Liquidity Solutions Executive for Europe, Middle East and Africa
Yera Hagopian is the Liquidity Solutions Executive for Europe, the Middle East and Africa within Treasury Services at J.P. Morgan. After her graduation from Oxford University, Yera joined the management development programme at Barclays Bank before moving on to roles in sales, relationship, product and treasury management in the UK and US. Yera has accumulated over 20 years of cash management experience, incorporating an 11-year tenure at HSBC where she was responsible for liquidity services in Europe. She holds a BA Hons in Modern Languages (French and Italian) from Brasenose College in Oxford.
How would you describe the liquidity management environment for corporates? How are you helping them in this respect?
JF: We’re in an environment right now where global interest rates are at historically low levels. In the Eurozone, the situation is particularly exacerbated as we are experiencing an unprecedented environment with negative yields being offered, so never has it been more important for corporate investors to ensure that they understand where their cash is – and how best to use it.
As widely publicised, corporates have been carrying higher levels of cash and the cost of liquidity is becoming increasingly expensive. Not only are yields extremely poor but in some instances banks are effectively charging corporates to take their money. In evaluating the current yield outlook, corporate treasurers may begin using more of their surplus liquidity to pay down debt as suitable investment opportunities may appear scarcer than ever.
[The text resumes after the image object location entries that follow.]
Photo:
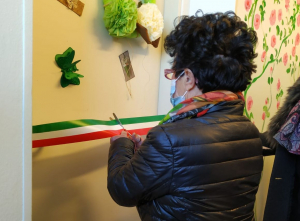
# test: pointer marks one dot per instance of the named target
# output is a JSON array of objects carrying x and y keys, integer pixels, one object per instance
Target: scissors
[{"x": 119, "y": 122}]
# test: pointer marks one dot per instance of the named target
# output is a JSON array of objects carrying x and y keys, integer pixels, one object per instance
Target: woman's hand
[
  {"x": 123, "y": 134},
  {"x": 138, "y": 140}
]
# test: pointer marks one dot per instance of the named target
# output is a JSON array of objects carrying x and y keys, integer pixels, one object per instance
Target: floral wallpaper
[{"x": 277, "y": 23}]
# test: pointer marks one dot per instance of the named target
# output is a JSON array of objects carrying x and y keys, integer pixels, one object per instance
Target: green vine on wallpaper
[{"x": 283, "y": 31}]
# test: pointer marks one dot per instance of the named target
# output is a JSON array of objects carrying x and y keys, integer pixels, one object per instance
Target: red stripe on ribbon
[{"x": 84, "y": 137}]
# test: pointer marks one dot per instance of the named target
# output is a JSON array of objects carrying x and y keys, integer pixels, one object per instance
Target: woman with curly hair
[{"x": 204, "y": 160}]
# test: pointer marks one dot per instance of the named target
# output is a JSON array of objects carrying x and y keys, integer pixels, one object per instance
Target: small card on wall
[
  {"x": 74, "y": 5},
  {"x": 126, "y": 66}
]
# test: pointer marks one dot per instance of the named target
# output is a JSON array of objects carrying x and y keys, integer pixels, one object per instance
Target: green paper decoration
[
  {"x": 120, "y": 17},
  {"x": 68, "y": 69}
]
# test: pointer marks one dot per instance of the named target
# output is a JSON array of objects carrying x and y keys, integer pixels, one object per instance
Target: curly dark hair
[{"x": 218, "y": 48}]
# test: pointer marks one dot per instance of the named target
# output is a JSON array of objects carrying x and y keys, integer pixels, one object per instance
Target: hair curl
[{"x": 218, "y": 48}]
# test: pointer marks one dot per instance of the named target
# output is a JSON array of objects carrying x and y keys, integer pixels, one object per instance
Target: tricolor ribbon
[{"x": 85, "y": 130}]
From an investment management perspective, we are working closely with corporate treasurers who are asking how they can improve the return on their surplus cash. The various means to achieving higher yield clearly need to be carefully assessed (eg higher volatility, greater credit risk, maturity extension etc), but some organisations are realising that there is far greater potential to increase yield than they may have previously assumed. Assisting clients in achieving visibility over their cash – wherever it is – can be the critical first step for any company determining whether or not they are in a position to seek higher yields. This is often where we are able to collaborate with our treasury services colleagues as their technology platforms often assist our corporate clients with transparency over their underlying liquidity and the functionality to move that money to an environment where it can be used most effectively. Following this, clients can then benefit from the advice of J.P. Morgan Asset Management’s Global Liquidity business where managing short-term investments is our core competency.